You overlook the fact that not only was the South paying between 50% and 80% of the entire Federal Budget, (Yes, the Federal Government was primarily funded by slavery) but by forming a separate country, the south horribly undercut Northern Monopolies in Shipping and Tarriff's, resulting in potentially billions of dollars in losses for Northern Interests, specifically New York and Boston. (Where most of the Wealthy and influential people lived.)
Pea Ridge has posted numerous period letters from Northern Interests wailing about their losses of revenue. (The one about New England Businessmen demanding Lincoln DO SOMETHING about their secession related financial catastrophes would be appropriate right about now.)
Of course no one wants to go down in history saying they killed 600,000 people to restore their lucrative businesses and monopolies, so they insisted that it was for a "moral" cause, though if that were their prime motivation, they could have outlawed slavery in the five Union states that still had it. They could have removed the "beam" in their own eye first.
The South was tolerant of the Buchanan administration. It was the election of Lincoln that convinced them there could be no compatibility.
Lincoln was the Barack Obama of his day.
Extreme Liberal from Illinois, obsessed with Racial issues, and intending to use every executive order at his disposal to undermine what was then existing law. Willing to misuse and abuse the Federal government to advance his own agenda, and to whom no one would stand up and tell him he was exceeding his authority.
His position was "If you want your slavery, you can keep your slavery." But nobody in the South believed him.

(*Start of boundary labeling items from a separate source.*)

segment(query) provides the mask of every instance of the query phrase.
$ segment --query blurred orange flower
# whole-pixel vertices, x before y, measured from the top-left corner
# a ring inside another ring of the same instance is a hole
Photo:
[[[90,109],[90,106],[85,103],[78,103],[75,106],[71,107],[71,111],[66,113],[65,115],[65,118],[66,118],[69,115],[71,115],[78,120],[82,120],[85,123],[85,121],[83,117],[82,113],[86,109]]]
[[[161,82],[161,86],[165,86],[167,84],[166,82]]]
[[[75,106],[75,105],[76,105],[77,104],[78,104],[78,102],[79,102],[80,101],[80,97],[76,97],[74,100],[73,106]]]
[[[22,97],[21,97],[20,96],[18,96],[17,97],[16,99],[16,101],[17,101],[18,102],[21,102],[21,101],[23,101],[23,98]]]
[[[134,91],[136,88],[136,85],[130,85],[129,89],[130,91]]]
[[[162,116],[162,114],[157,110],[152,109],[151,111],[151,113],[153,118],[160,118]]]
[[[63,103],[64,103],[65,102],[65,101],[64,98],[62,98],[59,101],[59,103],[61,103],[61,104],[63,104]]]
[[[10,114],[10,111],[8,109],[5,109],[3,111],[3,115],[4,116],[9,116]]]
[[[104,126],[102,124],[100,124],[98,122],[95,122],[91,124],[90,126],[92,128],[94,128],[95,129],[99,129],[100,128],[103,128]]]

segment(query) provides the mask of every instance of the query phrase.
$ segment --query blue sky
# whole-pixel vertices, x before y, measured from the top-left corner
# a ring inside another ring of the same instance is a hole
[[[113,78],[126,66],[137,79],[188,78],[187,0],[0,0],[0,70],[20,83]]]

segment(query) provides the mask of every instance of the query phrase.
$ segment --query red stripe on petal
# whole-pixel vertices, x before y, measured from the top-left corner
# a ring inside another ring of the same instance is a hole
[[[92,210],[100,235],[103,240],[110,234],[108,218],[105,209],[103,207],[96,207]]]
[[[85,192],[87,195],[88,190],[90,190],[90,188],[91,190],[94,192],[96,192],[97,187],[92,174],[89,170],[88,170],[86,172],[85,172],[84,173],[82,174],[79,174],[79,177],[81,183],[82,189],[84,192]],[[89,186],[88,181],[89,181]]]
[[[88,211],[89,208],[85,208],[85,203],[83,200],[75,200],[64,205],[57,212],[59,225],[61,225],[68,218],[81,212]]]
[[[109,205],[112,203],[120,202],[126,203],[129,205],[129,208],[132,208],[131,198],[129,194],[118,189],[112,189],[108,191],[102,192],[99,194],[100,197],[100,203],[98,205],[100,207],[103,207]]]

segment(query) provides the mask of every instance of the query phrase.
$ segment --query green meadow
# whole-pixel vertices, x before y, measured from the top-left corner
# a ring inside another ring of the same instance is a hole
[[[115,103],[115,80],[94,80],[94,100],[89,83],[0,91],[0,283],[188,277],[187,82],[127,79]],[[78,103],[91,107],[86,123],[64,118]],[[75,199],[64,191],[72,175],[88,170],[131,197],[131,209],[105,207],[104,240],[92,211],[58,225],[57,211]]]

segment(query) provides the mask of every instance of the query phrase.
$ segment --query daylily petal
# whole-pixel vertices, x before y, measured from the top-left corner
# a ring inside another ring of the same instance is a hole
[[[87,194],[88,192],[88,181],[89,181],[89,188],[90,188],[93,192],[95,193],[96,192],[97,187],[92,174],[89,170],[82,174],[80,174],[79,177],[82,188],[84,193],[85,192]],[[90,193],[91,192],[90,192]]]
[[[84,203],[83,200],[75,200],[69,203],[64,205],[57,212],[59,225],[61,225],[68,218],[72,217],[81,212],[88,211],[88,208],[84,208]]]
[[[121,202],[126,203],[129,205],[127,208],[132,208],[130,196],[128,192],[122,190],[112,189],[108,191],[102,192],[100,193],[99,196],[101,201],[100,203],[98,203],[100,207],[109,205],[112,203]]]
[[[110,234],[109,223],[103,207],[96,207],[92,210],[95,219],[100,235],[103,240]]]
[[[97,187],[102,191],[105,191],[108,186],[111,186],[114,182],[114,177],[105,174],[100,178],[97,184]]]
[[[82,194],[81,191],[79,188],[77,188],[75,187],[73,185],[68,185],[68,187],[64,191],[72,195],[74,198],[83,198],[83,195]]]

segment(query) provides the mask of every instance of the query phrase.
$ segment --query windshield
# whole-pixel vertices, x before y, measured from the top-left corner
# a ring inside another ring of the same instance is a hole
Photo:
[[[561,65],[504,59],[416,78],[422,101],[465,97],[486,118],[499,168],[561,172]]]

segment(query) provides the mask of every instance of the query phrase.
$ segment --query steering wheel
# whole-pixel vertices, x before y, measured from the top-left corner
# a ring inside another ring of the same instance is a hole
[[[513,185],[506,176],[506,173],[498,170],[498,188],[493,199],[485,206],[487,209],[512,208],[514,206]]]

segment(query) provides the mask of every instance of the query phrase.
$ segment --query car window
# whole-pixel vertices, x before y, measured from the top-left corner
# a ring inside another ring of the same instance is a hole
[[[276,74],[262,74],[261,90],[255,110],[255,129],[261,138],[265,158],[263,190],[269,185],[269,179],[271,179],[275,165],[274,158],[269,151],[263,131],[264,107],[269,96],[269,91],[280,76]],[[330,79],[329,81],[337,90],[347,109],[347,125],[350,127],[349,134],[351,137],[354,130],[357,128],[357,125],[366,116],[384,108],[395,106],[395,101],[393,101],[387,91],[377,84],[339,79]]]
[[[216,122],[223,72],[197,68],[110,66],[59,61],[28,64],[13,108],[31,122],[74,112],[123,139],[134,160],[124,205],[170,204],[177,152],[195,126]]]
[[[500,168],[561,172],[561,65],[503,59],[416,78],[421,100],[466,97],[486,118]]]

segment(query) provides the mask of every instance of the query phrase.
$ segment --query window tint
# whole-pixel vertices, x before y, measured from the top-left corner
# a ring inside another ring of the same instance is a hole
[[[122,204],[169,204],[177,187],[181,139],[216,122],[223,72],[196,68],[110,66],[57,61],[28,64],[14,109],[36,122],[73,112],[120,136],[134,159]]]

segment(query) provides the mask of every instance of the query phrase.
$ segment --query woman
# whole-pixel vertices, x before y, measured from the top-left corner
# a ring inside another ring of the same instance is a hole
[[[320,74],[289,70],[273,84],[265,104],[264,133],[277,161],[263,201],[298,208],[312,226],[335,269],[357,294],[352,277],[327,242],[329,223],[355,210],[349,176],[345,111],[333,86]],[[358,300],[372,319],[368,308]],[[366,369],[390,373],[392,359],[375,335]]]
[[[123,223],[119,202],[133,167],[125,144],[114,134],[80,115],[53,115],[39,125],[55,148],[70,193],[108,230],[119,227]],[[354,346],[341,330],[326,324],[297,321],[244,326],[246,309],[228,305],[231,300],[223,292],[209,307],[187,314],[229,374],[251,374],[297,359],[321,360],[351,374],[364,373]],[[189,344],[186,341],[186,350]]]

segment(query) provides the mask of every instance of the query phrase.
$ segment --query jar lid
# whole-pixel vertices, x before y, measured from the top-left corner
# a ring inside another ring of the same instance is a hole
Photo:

They thought he was an opportunistic liar who exploited increasingly popular Liberal ideas from places like Massachusetts.
Southerners realized he couldn't be trusted to respect their rights; that he would undermine them in any way he could, and so they decided to preemptively solve the problem by exercising their voluntary right to leave the Union which was formed by their previous consent.
(Just as the Declaration of Independence said any people have a right to do.)
What is there in this article that you can work with to advance your argument?